Should I Use Salary Sacrifice To Buy A Car?
Yes, if it's an option at your workplace, but don't forget to read the fine print. Here are a few things to look out for when setting up a salary sacrifice agreement with your employer.
What is salary sacrifice?
It's an arrangement between you and your employer allowing you to pay for certain goods (eg. your favourite car) or services straight from you pre-tax salary. The result means your taxable income is reduced; sounds pretty good right? If you've never heard of salary sacrifice before, these agreements are also referred to as salary package deals.
What car-related goodies can you salary sacrifice?
Both the running costs of your snazzy new automobile, plus the financial payments can be sacrificed up to a certain limit. You can do this with a new or used car, or even your existing car. The details will be determined in the terms of the agreement and you'll need to clarify exactly what will be covered when you set up the agreement.
When do you create a salary sacrifice agreement?
Your salary sacrifice agreement must be finalised before you start work at your job. If you arrange it after you've started working, it may not be valid. Get in there quickly while you're finalising your contract!
What are the benefits?
By decreasing your taxable income, you will move into a lower tax bracket so you'll need to pay less tax at the end of the year.
Here's an example:
Imagine you earn $100,000 a year and you want to buy a new work-related car, worth $22,000.
If you want to salary sacrifice the cost of the car, your taxable income will become just $78,000 instead of $100,000, placing you in a lower tax bracket.
The result? You pay less tax on your income, plus own a tax-free car. Brilliant.
Fringe Benefits Tax (FBT) and why you need to know about it
If your eyes glaze over every time you hear the word -tax,' you may want to perk up if you're planning on asking for a salary sacrifice agreement for your favourite car.
Legally, your employer is liable to pay the Fringe Benefits Tax on your car.
This can impact the brand and cost of the cars your employer is willing to consider in a salary sacrifice agreement. No Aston Martin, sorry guys.
Unless you work for a not-for-profit or the few exempt organisations, your employer must pay the FBT but may plan on passing these costs back to you in different ways. Some salary sacrifice agreements require the employee, you, to reimburse the employer for the FBT costs by taking it out of your salary. Make sure you clarify all of these elements before you sign on the line.
Adding employee contributions
You can put money towards your new car via employee contributions. Making your own contributions isn't as worthwhile for you though, as the tax benefits aren't as high.
However, by making employee contributions towards your new car, there is no FBT owing. While most employers pay FBT, many others will make you pay it back anyway. If you make your own employee contributions, your total taxable income will be higher, but you won't have anything to pay back.

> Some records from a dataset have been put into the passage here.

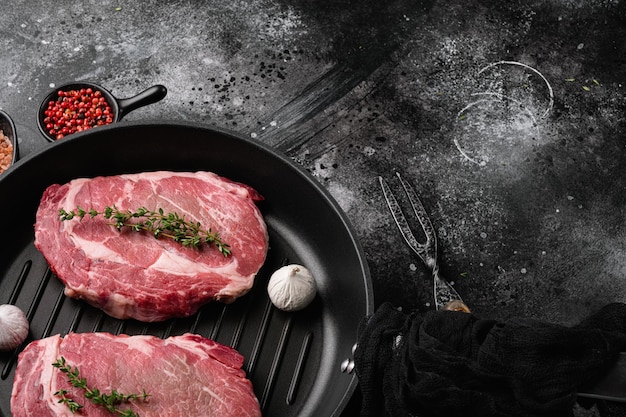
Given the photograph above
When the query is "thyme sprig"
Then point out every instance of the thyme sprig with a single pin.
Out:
(170, 225)
(109, 401)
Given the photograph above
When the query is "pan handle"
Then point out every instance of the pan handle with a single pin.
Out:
(148, 96)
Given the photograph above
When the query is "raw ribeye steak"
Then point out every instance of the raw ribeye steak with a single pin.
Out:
(186, 375)
(131, 274)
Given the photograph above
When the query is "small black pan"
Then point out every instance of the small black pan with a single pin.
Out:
(8, 128)
(120, 107)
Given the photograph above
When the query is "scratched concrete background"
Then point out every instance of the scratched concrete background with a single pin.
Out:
(507, 117)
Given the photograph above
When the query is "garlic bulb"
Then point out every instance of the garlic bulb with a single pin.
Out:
(292, 287)
(13, 327)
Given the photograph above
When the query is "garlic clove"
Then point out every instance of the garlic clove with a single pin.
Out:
(292, 288)
(14, 327)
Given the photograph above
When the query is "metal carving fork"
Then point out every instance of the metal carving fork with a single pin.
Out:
(444, 294)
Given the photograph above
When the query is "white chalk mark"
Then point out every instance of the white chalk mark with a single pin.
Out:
(545, 80)
(503, 97)
(495, 97)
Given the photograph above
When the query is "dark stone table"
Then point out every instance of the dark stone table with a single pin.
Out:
(508, 118)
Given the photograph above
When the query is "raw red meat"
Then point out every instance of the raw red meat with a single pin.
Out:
(131, 274)
(186, 375)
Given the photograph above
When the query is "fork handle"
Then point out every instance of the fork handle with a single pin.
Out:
(457, 305)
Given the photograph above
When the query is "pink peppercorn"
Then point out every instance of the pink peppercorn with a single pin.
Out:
(75, 111)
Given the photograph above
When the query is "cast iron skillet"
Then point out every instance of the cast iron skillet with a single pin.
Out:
(293, 359)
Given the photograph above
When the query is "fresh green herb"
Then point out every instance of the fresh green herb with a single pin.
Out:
(170, 225)
(70, 403)
(110, 402)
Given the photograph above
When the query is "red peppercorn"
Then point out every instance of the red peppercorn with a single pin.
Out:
(75, 111)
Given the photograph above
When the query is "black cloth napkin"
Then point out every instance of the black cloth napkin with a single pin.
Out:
(443, 363)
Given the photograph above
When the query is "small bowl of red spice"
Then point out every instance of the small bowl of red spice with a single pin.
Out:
(8, 142)
(76, 107)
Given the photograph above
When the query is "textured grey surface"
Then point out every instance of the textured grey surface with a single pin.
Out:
(520, 166)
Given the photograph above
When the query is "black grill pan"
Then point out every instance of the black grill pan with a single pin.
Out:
(294, 360)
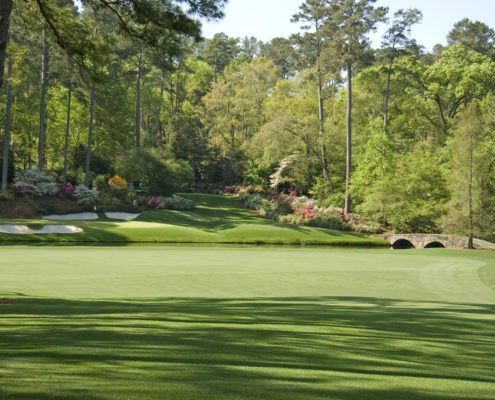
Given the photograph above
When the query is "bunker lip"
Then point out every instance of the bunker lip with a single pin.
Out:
(45, 229)
(73, 217)
(121, 215)
(88, 216)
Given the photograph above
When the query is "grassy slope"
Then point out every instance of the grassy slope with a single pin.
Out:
(215, 220)
(256, 323)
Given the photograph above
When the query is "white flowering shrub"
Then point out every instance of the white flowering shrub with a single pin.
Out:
(36, 183)
(85, 195)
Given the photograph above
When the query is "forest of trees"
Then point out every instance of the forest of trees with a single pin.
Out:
(400, 135)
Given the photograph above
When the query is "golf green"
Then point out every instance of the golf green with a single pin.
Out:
(216, 219)
(108, 323)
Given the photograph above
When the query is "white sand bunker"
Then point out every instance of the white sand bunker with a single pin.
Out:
(124, 216)
(25, 230)
(73, 217)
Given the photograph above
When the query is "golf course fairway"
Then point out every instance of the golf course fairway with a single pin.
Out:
(183, 323)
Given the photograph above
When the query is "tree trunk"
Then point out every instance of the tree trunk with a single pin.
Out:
(44, 89)
(5, 10)
(159, 111)
(321, 120)
(347, 205)
(138, 100)
(6, 143)
(387, 97)
(67, 131)
(90, 135)
(470, 195)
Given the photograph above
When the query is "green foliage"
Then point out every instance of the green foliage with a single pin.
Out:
(160, 173)
(178, 203)
(86, 196)
(412, 197)
(35, 183)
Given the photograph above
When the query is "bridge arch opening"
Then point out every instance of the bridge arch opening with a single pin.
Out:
(435, 245)
(402, 244)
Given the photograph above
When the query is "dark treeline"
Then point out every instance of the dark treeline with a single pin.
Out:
(398, 134)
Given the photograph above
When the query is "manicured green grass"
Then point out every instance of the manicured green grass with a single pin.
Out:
(146, 322)
(216, 219)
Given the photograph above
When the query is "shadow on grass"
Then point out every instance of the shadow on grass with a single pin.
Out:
(313, 347)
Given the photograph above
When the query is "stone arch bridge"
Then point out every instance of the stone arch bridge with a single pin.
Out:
(421, 241)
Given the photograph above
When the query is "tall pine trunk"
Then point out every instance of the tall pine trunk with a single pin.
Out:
(347, 205)
(138, 100)
(5, 10)
(67, 131)
(159, 112)
(44, 89)
(387, 96)
(87, 177)
(6, 143)
(470, 194)
(321, 130)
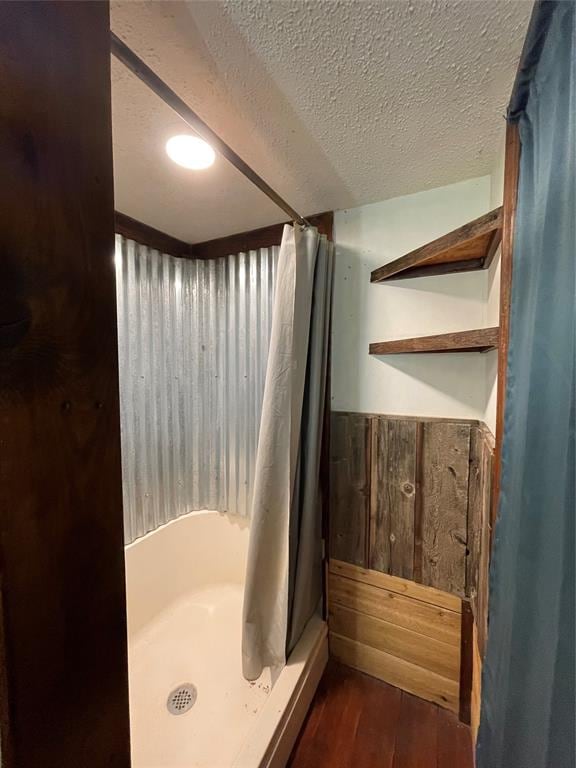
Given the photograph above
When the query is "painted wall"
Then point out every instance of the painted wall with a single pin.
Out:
(366, 237)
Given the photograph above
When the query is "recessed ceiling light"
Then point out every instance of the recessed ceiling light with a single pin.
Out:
(190, 152)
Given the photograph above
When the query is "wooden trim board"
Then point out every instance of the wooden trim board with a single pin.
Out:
(511, 177)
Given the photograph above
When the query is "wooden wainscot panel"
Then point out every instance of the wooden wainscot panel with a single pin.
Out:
(427, 619)
(396, 630)
(409, 677)
(393, 494)
(443, 524)
(395, 584)
(425, 651)
(349, 486)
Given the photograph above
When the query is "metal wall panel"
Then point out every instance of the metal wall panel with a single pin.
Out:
(193, 344)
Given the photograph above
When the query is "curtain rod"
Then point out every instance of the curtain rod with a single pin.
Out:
(135, 64)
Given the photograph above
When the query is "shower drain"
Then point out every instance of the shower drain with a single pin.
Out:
(181, 699)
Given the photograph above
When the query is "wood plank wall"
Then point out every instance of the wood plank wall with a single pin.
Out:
(410, 497)
(396, 630)
(410, 506)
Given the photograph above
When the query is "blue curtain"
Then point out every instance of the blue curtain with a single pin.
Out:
(528, 697)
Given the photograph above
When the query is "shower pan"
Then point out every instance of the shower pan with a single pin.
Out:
(184, 594)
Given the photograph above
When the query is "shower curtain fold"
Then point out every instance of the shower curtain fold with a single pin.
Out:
(284, 559)
(528, 685)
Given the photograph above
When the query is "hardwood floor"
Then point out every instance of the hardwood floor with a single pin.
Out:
(356, 721)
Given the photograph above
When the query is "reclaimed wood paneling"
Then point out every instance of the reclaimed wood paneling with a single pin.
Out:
(396, 630)
(423, 650)
(61, 539)
(393, 490)
(446, 452)
(411, 498)
(349, 487)
(409, 677)
(399, 586)
(425, 618)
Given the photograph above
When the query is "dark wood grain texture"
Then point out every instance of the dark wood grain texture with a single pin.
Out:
(469, 247)
(446, 449)
(479, 340)
(135, 230)
(466, 662)
(511, 174)
(393, 491)
(349, 487)
(65, 702)
(241, 242)
(479, 526)
(257, 238)
(358, 722)
(428, 499)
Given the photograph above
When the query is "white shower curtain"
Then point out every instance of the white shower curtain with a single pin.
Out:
(286, 463)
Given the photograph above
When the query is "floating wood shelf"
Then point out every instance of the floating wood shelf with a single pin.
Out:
(468, 248)
(480, 340)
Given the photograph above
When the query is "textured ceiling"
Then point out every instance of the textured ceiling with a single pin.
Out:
(335, 104)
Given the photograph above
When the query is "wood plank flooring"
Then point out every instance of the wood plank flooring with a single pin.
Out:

How to ensure you don't end up owing extra cash
Like any agreement, it's really important you understand the terms of your salary sacrifice agreement for your car before you sign on the dotted line.
You need to clarify:
- Which cars are available to be considered for a salary sacrifice agreement?
- Will you need to pay the FBT back to your employer?
- Will you make employee contributions towards your car?
- Will your employer pay some of the running costs?
Once you've clarified all these little details, you can start to dream of flying down the highway in your new car, and indulging in a weekly massage thanks to your tax bill lessening at the end of the year.